E.g.: “Ah, chickpeas! I forgot to get gas last night and I’m already running late!”
4. Dill Pickle
Dill pickle will replace a word that refers to the male anatomy. The meaning has sort of evolved, though. Most people nowadays use it when referring to a guy who is particularly rude or mean.
E.g.: “Dylan totally blew me off last night to go play Mario Kart with his bros, what a dill pickle move.”
5. Dragon fruit
Dragon fruit just became synonymous with the exclamatory phrase “d*mn it!” There’s a sort of silliness but also severity to it depending on how you stress it.
E.g.: “Dragon fruit! My English paper is due at midnight and I’m only half done, it’s 11:55 pm!”
6. Fettuccine
Here’s an F-word alias to be used as an expression for when something goes awry. “Something” could be stubbing your toe, getting a bad test grade, missing a flight, etc.
E.g.: “Fettuccine! I forgot to set the oven timer and burnt my cookies!”
7. French Toast
I stole this one from that iconic Orbit gum commercial that aired in 2007. Use this when you’re appalled, disgusted or even just confused!
E.g.: “What the french toast is going on here?”
8. Horseradish
I hate that stuff. This will be a filler for H-E-double hockey stick in the context of the unpleasant post-life destination.
E.g.: “Wait, you didn’t send out the general community meeting notes from last night? Go to horseradish, Hannah!“
9. Prawn
Prawns are kinda like shrimp, but not exactly the same. That fun fact is not super important for this purpose, though. Prawn can stand in for a word that also begins with a “p” that is usually followed by the word “off.”
E.g. “I was pretty prawned off about Alabama losing to Auburn a few weeks ago, but I don’t care that much because we made it to the playoffs and they didn’t.
10. Shiitake
Shiitake mushrooms can be found growing on the mountain tops all over Asia. The stimulus for this excellent stand-in is a confused Austin Powers (0:33).
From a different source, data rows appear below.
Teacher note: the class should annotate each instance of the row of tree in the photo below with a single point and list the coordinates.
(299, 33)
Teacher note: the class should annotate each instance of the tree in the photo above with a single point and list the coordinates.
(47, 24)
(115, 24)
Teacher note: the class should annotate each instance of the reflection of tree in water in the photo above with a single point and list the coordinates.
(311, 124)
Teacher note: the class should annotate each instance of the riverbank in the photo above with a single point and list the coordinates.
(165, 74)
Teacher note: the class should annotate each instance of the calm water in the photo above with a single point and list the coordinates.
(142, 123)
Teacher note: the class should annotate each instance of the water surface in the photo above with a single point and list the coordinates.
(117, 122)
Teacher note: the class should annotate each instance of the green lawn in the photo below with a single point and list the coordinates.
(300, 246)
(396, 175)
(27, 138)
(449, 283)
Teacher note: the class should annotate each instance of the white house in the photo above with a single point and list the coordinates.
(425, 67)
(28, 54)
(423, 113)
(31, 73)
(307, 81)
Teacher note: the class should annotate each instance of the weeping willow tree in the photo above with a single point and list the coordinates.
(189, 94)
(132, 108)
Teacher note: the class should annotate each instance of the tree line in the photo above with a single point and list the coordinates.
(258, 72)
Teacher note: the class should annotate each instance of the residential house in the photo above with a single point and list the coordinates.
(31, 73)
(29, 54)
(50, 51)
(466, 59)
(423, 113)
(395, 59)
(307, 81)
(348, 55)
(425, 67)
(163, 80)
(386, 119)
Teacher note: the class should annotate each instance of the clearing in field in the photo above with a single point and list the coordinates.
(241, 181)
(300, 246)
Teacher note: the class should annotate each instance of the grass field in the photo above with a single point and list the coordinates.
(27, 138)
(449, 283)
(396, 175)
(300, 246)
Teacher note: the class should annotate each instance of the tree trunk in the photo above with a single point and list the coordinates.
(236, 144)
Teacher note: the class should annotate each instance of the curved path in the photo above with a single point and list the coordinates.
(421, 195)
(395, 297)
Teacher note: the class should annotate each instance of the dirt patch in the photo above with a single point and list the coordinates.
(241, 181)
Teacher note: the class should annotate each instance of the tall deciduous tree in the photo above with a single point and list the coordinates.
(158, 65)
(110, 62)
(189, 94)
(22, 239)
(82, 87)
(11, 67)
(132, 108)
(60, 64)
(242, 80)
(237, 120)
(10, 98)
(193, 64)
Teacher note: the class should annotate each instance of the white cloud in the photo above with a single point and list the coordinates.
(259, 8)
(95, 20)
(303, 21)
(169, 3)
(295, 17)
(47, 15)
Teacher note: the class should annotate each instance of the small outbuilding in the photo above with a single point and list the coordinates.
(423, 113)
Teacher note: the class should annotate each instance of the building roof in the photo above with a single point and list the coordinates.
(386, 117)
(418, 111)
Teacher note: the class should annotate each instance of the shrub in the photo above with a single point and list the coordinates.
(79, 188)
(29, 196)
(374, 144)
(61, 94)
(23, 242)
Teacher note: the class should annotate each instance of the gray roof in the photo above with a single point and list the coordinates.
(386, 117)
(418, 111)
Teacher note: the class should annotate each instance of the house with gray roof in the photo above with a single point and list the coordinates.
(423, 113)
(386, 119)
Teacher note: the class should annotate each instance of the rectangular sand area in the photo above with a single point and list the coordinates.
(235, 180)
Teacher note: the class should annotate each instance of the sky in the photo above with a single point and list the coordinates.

E.g.: “David Benioff and D.B. Weiss really stiffed us with Game of Thrones season seven episode four–it was barely 45 minutes long, now that’s some bull shiitake mushrooms right there.
So to clarify, I shall not judge if you’d rather continue to cuss like a sailor. There are much worse things you can do than using foul language. Like taking Vyvanse unprescribed. Or pulling too many all-nighters. Or binge eating. You get the idea.
Take cleaning up that dirty mouth into consideration, though. We’re all getting older and that means we need to be cautious. You never know who is listening.